Anycast scaling: vip, ecmp
Anycast considerations: how to monitor services? how to control users? how to handle transient network events?
Panelists: presented by Adam Jacob (HJK Solutions), Shayan Zadeh (Zoosk, Inc. ), Brian Moon (dealnews.com), Don MacAskill (SmugMug), John Allspaw (Flickr (Yahoo!)), Michael Halligan (BitPusher, LLC) and a gentleman (Fotolog)
Don McAskill: Rafael Nadal started to win Roland-Garros and his fanclub was there. He won the Open, which created a huge spike. Comments had to be turned off for the site to survive. The next year, he won again and stats had to be turned off. For his third victory servers did not collapse. This year he won and we did not even register.

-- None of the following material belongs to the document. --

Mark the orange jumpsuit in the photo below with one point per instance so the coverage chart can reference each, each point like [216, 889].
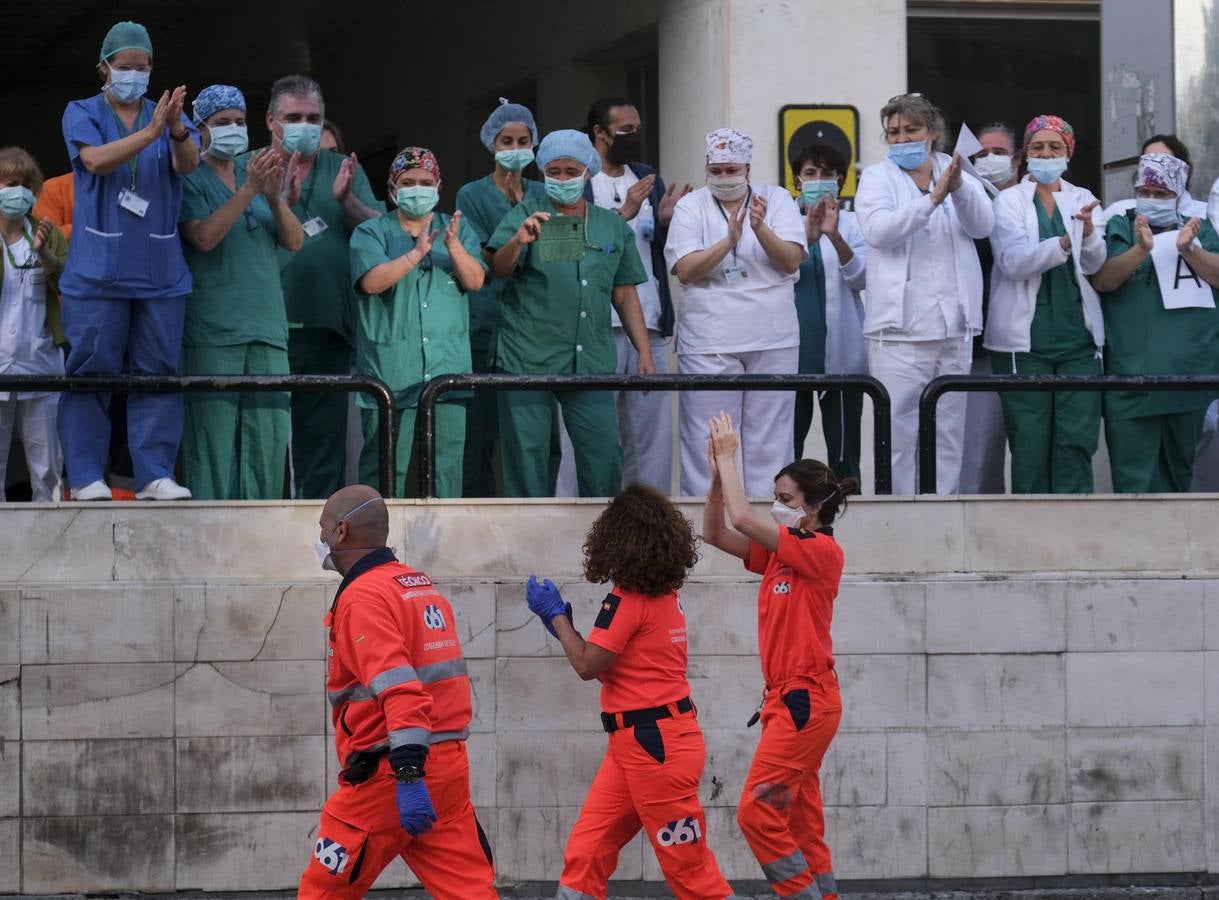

John Allspaw: code gets pushed 20 to 30 times a day... Major events triggered traffic spikes.
Don would love to not operate a data center anymore, despite their expertise.
John: DB problems are hard [everyone in agreement, myself included]
[Discussion follows on scalablity: do not optimize for scale too early]
Don: EC2 is not worth it for servers that run around the clock, but if you're good at shutting down instances that you don't need.
Strategy: buy lots of commodity hardware, because problems tend to be too big for their problem space. Hardware reliability is not that useful as well because it's expensive.
[Showing the same pictures over and over again, someone from Google PR, please authorize the release of newer pictures]
[A GFS description follows, nothing new so far, read the papers on the topic]
[A BigTable description follows, same deal]
I wish this talk had some new information...
Artur works for Wikia. WoWWikia is the 2nd largest wiki around.
Value of performance and reliability is around
WoW: $520 MM of profit per year, 99% reliable but users expect it, so it's really about setting expectations.
Operations is about using resources efficiently, reliably and has to be measured against revenues from user and the value of downtime (which must be computed): e.g. cost per page served is vital to guide decisions.
Example from wikia: 20% of all wiki pages went up from 200ms to 15s to load, 35% of pages were slow [per session] but that led to a 15% reduction of "fast" pages viewed, which has a clear cost.
Launched a project with 3 engineers for 4 weeks to improve page performance. Yielded good results but ads network is slowing down the whole thing. Since ads use document.write, wiki overrides it to allow for pages to load without waiting for ads to finish loading. This lead to more pageviews, but about 20% ads are not even loaded (network time-out, users clicks away).